Despite another unpredictable year, our authors have offered wit, wisom and plenty of great writing advice during conversations with Penguin.co.uk.

We started 2021 in lockdown and we finish it in a time of similar isolation and uncertainty. And yet, this hasn't been a year without change, progress or the decision to do things better. There have also been hundreds of brilliant books released, helping us to broaden our minds, better understand ourselves and often, just give us a laugh when we really need it. Here are the best things said by some of our brilliant authors on Penguin.co.uk this year.

On writing

"A lot of times progress is two steps forward and one step back. I tried to write not just my successes but also shortcomings and failures so that people recognise that it's not always a smooth path forward.”
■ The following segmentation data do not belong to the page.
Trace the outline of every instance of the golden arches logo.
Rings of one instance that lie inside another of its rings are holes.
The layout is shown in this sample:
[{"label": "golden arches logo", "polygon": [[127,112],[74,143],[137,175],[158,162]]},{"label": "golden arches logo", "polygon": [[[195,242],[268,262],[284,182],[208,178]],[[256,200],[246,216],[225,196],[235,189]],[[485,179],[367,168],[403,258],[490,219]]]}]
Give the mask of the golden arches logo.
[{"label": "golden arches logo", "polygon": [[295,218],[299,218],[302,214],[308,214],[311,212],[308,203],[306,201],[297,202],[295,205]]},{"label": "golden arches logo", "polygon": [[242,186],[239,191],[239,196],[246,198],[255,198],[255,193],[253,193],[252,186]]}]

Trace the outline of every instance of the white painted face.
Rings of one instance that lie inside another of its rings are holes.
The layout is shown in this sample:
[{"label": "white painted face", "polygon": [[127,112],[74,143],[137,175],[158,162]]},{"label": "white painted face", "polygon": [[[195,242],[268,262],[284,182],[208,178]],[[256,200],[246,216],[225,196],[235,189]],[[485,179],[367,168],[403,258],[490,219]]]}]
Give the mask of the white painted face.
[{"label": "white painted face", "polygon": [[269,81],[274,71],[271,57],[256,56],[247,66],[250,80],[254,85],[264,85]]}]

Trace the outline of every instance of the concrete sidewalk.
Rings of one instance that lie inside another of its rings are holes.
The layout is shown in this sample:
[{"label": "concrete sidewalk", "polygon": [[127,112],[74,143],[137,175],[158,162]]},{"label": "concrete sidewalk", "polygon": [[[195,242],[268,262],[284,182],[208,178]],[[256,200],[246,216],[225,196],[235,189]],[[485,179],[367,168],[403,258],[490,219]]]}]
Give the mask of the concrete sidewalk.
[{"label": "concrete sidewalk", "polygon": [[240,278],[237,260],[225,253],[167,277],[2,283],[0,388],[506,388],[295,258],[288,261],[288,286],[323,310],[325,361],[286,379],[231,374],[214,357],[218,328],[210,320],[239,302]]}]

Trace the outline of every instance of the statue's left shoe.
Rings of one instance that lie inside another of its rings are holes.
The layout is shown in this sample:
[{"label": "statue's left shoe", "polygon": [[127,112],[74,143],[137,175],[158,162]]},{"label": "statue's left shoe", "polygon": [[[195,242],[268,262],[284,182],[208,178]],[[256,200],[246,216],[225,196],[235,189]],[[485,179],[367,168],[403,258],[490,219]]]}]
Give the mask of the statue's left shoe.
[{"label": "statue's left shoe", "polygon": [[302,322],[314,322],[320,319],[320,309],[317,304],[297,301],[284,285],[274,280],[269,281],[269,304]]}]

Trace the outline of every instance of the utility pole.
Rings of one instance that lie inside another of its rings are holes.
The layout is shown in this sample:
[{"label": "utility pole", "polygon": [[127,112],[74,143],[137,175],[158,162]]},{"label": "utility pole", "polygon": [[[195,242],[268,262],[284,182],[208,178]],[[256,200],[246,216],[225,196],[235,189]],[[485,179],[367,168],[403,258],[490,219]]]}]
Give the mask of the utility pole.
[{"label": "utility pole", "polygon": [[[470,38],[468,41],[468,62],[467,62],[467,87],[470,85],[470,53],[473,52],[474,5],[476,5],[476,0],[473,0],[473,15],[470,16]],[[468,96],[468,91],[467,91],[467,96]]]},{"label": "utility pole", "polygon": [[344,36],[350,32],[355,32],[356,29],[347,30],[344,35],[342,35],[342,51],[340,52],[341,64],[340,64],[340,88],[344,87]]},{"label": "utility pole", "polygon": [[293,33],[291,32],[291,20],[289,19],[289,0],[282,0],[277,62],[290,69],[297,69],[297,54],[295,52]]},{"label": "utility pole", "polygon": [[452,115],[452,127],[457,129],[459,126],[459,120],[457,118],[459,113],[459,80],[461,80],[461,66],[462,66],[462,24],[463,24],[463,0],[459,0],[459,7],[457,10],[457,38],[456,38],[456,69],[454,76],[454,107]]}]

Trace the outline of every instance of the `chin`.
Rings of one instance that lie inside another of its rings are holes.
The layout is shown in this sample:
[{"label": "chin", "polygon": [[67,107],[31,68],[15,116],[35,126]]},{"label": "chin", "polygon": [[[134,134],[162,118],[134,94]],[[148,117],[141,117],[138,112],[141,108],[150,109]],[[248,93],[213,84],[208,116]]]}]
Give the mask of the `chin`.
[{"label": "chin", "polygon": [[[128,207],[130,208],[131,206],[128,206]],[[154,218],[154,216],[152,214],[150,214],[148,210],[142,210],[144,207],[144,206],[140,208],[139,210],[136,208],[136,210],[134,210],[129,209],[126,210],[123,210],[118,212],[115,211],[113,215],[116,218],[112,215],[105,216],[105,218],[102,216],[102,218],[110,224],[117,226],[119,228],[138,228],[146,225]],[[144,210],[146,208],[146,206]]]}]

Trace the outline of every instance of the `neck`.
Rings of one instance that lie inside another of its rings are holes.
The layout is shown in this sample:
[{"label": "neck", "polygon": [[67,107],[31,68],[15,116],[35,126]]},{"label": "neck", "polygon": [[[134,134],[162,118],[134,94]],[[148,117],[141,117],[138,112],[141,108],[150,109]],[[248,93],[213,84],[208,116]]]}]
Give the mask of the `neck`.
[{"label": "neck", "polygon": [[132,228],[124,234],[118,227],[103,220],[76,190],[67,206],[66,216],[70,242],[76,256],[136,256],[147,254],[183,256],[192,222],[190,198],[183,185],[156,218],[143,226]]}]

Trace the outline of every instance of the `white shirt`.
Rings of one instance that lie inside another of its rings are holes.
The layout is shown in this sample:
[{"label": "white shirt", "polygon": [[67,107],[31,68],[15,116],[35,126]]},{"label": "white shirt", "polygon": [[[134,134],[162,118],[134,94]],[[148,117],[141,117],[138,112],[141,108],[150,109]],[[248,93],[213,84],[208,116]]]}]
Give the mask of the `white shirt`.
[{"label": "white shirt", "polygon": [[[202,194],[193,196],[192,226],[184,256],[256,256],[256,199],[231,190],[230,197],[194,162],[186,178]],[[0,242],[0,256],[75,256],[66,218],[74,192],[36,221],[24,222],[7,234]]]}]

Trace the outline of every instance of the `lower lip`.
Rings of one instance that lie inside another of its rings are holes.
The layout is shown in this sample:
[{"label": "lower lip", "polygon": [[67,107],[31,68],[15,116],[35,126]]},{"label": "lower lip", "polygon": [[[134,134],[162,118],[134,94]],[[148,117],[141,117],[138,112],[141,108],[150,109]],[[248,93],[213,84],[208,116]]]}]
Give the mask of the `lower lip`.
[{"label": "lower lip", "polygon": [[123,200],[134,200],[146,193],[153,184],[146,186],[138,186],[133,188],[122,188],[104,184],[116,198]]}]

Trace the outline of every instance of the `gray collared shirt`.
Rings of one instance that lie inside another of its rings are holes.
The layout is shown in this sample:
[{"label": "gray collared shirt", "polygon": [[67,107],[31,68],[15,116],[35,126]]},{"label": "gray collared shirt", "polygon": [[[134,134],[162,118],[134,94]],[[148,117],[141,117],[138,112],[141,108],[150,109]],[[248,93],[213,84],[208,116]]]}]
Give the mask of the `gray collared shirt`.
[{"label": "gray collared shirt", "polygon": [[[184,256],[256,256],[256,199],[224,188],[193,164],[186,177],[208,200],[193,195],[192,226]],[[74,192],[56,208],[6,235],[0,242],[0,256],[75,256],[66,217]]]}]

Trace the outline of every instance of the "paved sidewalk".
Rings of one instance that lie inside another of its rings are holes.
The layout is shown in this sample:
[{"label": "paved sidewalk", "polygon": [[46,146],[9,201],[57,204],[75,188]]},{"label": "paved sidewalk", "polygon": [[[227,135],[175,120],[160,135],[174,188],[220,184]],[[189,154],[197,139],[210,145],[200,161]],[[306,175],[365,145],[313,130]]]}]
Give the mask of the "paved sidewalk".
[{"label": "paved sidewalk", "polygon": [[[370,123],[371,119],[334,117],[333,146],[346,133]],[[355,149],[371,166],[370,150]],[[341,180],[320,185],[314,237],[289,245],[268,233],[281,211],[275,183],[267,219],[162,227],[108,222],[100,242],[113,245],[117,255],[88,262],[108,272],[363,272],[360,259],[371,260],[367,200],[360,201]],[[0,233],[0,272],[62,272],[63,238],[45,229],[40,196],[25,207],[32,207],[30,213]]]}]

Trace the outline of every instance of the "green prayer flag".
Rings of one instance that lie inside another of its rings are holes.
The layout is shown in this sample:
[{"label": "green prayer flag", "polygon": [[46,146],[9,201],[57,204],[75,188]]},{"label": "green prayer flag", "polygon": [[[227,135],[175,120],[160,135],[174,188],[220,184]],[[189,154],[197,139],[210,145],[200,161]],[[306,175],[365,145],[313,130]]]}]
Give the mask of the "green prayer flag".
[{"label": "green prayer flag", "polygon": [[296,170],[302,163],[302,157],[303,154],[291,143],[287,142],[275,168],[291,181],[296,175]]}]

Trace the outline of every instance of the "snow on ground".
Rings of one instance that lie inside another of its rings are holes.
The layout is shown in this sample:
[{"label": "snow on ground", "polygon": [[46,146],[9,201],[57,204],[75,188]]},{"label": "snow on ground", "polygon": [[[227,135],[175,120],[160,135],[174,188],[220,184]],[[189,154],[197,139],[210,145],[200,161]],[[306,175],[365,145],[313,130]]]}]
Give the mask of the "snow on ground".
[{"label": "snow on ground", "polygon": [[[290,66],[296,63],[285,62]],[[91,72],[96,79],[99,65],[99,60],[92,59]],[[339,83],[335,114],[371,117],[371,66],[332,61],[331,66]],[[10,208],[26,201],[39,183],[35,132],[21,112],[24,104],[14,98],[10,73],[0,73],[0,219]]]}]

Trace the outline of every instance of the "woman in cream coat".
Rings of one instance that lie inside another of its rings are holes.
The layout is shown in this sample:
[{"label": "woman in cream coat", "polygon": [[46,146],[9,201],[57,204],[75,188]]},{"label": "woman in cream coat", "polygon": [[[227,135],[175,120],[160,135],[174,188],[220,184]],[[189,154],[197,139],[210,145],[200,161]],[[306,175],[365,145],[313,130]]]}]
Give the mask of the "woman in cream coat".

“I think any writer from a minority has that tension,” Faye continued. “You want to just be a writer, you don’t want to be a Black writer, you don’t want to be a trans writer. But I think what ultimately what changed my mind, in the end, was a feeling that it was frankly, too urgent not to do.”

Ali Smith, author of Summer

"Whenever I’m trying to write anything, you know the moment it becomes alive, which is when you begin to argue with it, and it begins to argue back with you. And then something starts to spark, which is about connection. And it becomes. That’s when you know you’re on the right track.”

"I wait for that thunderbolt from Zeus that gives me the feeling that I know how to move forward. It’s unmistakable when it’s happening and it makes the writing so easy. But those days are few and far between. I move through the world with this filter and everything is just the novel, the novel, the novel."

"For me, finishing a book – especially a memoir – feels like a version of what death will be like, when you’re just done everything. Making creative choices is so finite; you’re letting go of other possibilities to say one thing. You have to let things go, let them die. I realised, in that panel, I’m talking not just about creativity but about life. Just… allow yourself to be."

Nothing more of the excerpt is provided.